Adalah hak semua agama di Indonesia untuk memahamkan Tuhan Yang Maha Esa menurut theologinya masing-masing. Allah SWT berfirman (demi keotentikan, transliterasi huruf demi huruf):
-- FAMNWAaMNWA BALLH WRSLH WLA TQWLWA TSLATS (S. ALNSA^, 171), dibaca: Fa.a-minu- billa-hi warusulihi- wala- taqu-lu- tsa-litsun (s. annisa-u), artinya: Maka berimanlah kamu sekalian kepada Allah dan Rasul-RasullNya, dan janganlah berkata: tsa-lits (4:171). Yang dimaksud dengan tsalits adalah trinitas (Bapak-Anak-Ruh suci), ataupun trimurti (Brahma-Wisynu-Syiwa).
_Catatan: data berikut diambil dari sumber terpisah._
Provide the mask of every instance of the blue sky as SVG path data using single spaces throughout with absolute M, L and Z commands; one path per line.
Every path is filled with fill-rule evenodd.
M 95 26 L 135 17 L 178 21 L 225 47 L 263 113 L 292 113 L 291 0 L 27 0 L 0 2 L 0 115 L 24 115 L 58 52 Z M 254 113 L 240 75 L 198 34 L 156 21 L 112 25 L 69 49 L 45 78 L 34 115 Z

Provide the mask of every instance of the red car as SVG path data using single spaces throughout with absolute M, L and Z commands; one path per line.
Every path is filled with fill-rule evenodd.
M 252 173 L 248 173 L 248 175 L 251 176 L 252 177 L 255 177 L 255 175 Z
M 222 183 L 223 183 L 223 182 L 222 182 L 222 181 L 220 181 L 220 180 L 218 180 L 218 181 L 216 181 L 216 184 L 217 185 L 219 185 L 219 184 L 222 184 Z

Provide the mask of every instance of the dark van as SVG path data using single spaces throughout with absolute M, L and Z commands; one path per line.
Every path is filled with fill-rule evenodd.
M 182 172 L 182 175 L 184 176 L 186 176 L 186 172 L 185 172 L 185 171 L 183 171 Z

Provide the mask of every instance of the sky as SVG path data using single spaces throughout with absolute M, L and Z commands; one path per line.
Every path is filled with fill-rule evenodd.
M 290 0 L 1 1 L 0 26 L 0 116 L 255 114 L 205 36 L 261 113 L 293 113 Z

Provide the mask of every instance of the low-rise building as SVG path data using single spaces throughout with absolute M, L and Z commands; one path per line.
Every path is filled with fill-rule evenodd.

Ketuhanan Yang Maha Esa sebagai dasar negara, itu sangat sesuai dengan Syari'at Islam, karena ungkapan Maha Esa bukanlah sepertiga + sepertiga + sepertiga. Alhasil, pemberlakuan Syari'at Islam di Aceh tidaklah melanggar konstitusi, sehingga PDIP tidak perlu curiga bahwa Syari'at Islam akan kontra-produktif dengan dasar negara dan NKRI.

***
Andi Alfian Mallarangeng, pakar muda kita, yang diorbitkan kepopulerannya melampaui pakar-pakar lain oleh publikasi media bertayang, tiga kali saya mendengar melalui tayangan layar kaca Alfian juga menolak pemberlakuan Syari'at Islam di Aceh dengan alasan keseragaman. Itukan cara berpikir Orde Baru yang berparadigma "keseragaman", yang lebih menekankan tunggal ikanya, ketimbang bhinnekanya. Terlepas dari sikap kontra versus pro kepada Gus Dur sebagai Presiden, saya setuju dengan apa yang dikemukakan oleh Gus Dur di depan ummat Buddha yang merayakan Waisak ke-2545 di Hall Badminton Gelora Bung Karno malam Selasa ybl. Gus Dur sempat mengemukakan tentang negara Cina, satu negara, dua sistem: Cina daratan sistem komunis, Hongkong sistem liberal. Contoh yang dikemukakan Gus Dur itu tepat sekali. Sedangkan negara Cina yang komunis otoriter masih toleran kepada sistem liberal-kapitalis di Hongkong, yang nota bene kedua sistem itu sangat bertentangan, maka betapa pula di Republik Indonesia yang berdasarkan Ketuhanan Yang Maha Esa ini, PDIP (versi Sutjipto) menolak pemberlakuan Syari'at Islam di Aceh, padahal Ketuhanan Yang Maha Esa itu sangat sesuai dengan Syari'at Islam. Selanjutnya Gus Dur berkata pula: "Indonesia yang sangat luas dari Sabang sampai Merauke, dengan berbagai bahasa dan adat-istiadat, tentu saja sangat wajar, kalau hukum yang digunakan berbeda dari satu tempat ke tempat yang lain." Apa yang dikatakan Gus Dur itu benar sekali, karena dalam pandangan masyarakat Aceh, pelaksanaan Syari'at Islam itu akan mengembalikan adat istiadat dan jati diri masyarakat Aceh, seperti halnya dengan masyarakat Bugis-Makassar. WaLlahu A'lamu bi Al Shawa-b.